Great adventure, well-told.
Dale, thank you for giving us this nicely written rowing adventure story and great photos of MAC. I hope you will give us another story.
Bob, thanks for your kind words. I’ll write about rowing the last 30-plus miles of the Columbia through the Lewis & Clark National Wildlife Preserve sometime in Spring 2015, maybe earlier. The story will include rowing over the Columbia bar into the Pacific and turning north… It’s a bucket-list kinda thing.
Wow! What a bucket!
Great trip! Very well told with just enough detail and plenty of action. I can’t wait to read about crossing the bar. Good luck to you and thanks for sharing your adventures.
Dale- Great story and photographs. Looking forward to more stories.

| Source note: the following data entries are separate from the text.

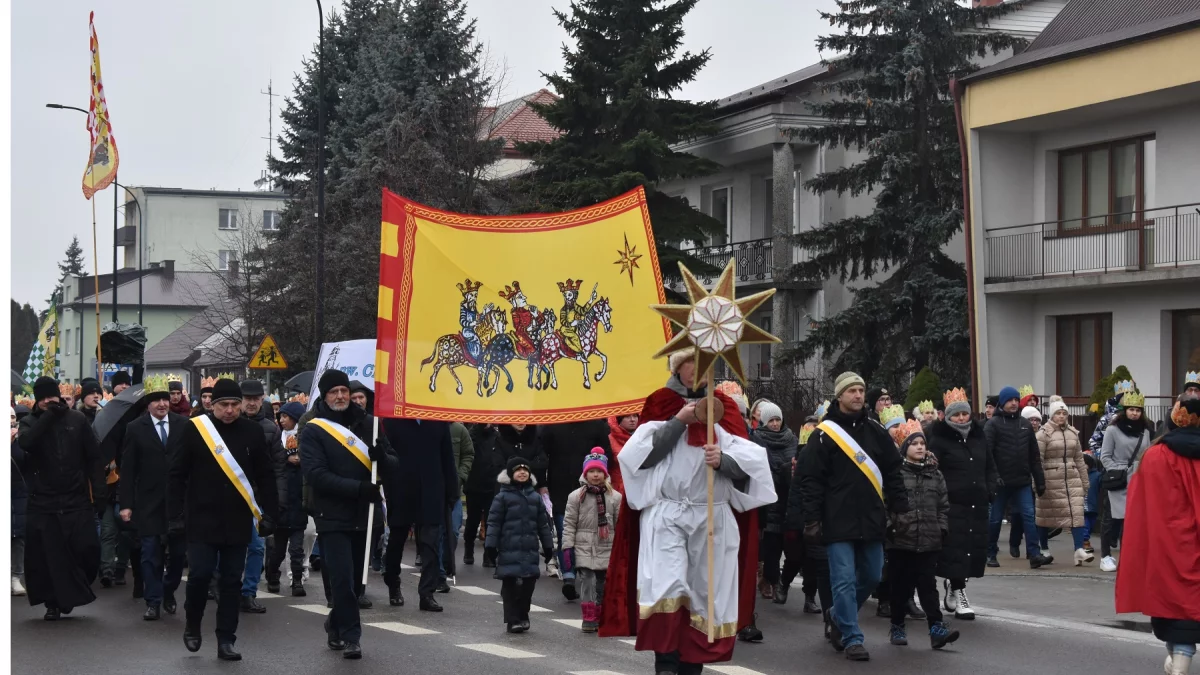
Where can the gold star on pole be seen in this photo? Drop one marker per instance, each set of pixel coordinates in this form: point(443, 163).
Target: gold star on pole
point(715, 323)
point(628, 260)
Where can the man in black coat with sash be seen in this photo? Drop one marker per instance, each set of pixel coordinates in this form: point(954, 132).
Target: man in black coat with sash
point(61, 463)
point(220, 476)
point(145, 457)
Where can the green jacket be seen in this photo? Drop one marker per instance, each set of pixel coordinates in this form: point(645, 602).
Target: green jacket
point(463, 451)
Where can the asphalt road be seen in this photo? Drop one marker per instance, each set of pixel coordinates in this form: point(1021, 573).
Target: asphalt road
point(1060, 621)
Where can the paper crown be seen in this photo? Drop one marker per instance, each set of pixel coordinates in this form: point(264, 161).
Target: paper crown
point(901, 431)
point(954, 395)
point(511, 292)
point(1133, 400)
point(155, 384)
point(469, 286)
point(892, 416)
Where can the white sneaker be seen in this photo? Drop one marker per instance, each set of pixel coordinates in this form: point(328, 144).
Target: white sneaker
point(1177, 664)
point(964, 610)
point(1083, 556)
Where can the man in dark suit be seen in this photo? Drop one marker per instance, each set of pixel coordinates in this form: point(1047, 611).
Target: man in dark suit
point(145, 457)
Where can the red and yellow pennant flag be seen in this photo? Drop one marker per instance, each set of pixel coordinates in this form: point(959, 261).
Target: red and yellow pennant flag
point(531, 318)
point(102, 157)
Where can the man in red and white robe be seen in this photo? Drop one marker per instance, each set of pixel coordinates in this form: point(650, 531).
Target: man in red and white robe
point(658, 578)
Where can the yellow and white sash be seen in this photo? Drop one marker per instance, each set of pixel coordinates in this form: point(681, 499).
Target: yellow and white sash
point(355, 446)
point(856, 453)
point(227, 463)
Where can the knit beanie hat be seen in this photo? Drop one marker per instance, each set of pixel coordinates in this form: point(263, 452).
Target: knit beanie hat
point(845, 381)
point(330, 378)
point(595, 460)
point(45, 387)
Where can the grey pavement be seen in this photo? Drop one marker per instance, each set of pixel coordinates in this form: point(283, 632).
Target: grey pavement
point(1051, 622)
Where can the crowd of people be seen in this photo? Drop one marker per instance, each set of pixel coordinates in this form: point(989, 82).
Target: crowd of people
point(863, 500)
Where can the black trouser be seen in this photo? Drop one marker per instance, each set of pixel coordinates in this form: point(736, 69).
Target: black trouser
point(289, 542)
point(772, 550)
point(669, 662)
point(342, 555)
point(426, 547)
point(909, 571)
point(202, 562)
point(517, 595)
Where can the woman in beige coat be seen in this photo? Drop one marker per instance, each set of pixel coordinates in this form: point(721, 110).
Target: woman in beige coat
point(1066, 473)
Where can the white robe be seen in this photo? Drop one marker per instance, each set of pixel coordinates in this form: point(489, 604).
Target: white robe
point(672, 497)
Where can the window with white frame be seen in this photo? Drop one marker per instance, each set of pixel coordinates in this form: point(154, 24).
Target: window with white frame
point(227, 219)
point(225, 258)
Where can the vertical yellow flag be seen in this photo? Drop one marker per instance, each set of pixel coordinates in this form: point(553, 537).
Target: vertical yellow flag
point(102, 157)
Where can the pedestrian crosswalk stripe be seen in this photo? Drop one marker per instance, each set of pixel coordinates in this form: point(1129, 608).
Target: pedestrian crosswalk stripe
point(475, 591)
point(403, 628)
point(532, 607)
point(312, 608)
point(501, 651)
point(733, 670)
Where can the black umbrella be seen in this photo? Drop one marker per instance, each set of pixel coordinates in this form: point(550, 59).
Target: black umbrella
point(301, 382)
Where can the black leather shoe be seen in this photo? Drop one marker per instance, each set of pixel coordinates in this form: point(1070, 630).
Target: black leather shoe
point(250, 605)
point(226, 652)
point(192, 638)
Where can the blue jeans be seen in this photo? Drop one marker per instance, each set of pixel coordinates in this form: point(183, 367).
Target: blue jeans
point(1021, 501)
point(256, 554)
point(855, 571)
point(153, 551)
point(558, 523)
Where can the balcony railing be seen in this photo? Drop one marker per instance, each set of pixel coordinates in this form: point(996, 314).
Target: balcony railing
point(1111, 243)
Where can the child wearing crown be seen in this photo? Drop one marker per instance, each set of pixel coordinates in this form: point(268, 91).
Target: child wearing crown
point(915, 537)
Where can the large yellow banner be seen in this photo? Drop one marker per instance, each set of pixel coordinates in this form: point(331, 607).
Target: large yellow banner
point(534, 318)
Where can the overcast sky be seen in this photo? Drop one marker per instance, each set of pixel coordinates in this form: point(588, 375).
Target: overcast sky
point(183, 82)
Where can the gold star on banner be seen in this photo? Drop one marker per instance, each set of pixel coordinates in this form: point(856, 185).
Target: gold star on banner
point(628, 260)
point(715, 323)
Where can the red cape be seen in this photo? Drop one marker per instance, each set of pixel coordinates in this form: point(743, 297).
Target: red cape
point(1159, 571)
point(619, 609)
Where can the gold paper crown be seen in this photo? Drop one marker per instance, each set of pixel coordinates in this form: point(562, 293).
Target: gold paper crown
point(900, 432)
point(1133, 400)
point(954, 395)
point(155, 384)
point(889, 416)
point(511, 291)
point(469, 286)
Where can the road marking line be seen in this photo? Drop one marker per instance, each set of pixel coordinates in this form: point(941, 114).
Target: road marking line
point(403, 628)
point(312, 608)
point(1029, 620)
point(501, 651)
point(475, 591)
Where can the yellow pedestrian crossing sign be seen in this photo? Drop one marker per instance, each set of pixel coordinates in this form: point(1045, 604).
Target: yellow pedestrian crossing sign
point(268, 357)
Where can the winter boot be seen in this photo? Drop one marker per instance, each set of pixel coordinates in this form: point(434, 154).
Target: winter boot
point(940, 634)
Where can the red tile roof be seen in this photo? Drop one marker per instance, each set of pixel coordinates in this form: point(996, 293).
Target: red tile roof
point(516, 121)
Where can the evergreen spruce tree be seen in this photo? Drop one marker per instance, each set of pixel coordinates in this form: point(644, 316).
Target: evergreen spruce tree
point(618, 118)
point(894, 103)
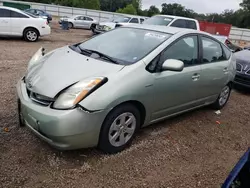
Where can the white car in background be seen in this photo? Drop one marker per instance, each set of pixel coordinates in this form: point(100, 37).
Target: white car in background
point(79, 21)
point(116, 22)
point(14, 22)
point(173, 21)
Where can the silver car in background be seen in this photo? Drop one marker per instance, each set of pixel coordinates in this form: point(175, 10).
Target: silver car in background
point(101, 91)
point(79, 21)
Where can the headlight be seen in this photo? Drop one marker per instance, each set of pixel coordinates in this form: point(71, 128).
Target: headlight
point(77, 92)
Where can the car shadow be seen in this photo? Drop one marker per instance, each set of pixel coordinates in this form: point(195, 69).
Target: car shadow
point(75, 158)
point(242, 90)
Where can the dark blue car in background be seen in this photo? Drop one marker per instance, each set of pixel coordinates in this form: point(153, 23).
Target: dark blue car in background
point(38, 12)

I am finishing out a CLC Annapolis Wherry tandem I built in September (with same rowing unit you use) and hoping to do some longer rowing trips this year. I’m about your age so would you say 25 miles a day is a reasonable plan for a trip with enough time to stop and smell the flowers?
I checked in with author Dale McKinnon: “25 miles is good. I split my days into to two segments, about 4 hours in the very early morning, before the wind comes up, and 4 hours in the evening after the wind dies down. I don’t like bucking the afternoon breezes, and instead sleep or… smell the roses.”
I am planning to go from the Bonneville dam to the bar in September in a canoe. This story was very helpful. Thanks. Good luck on the rest of your trip.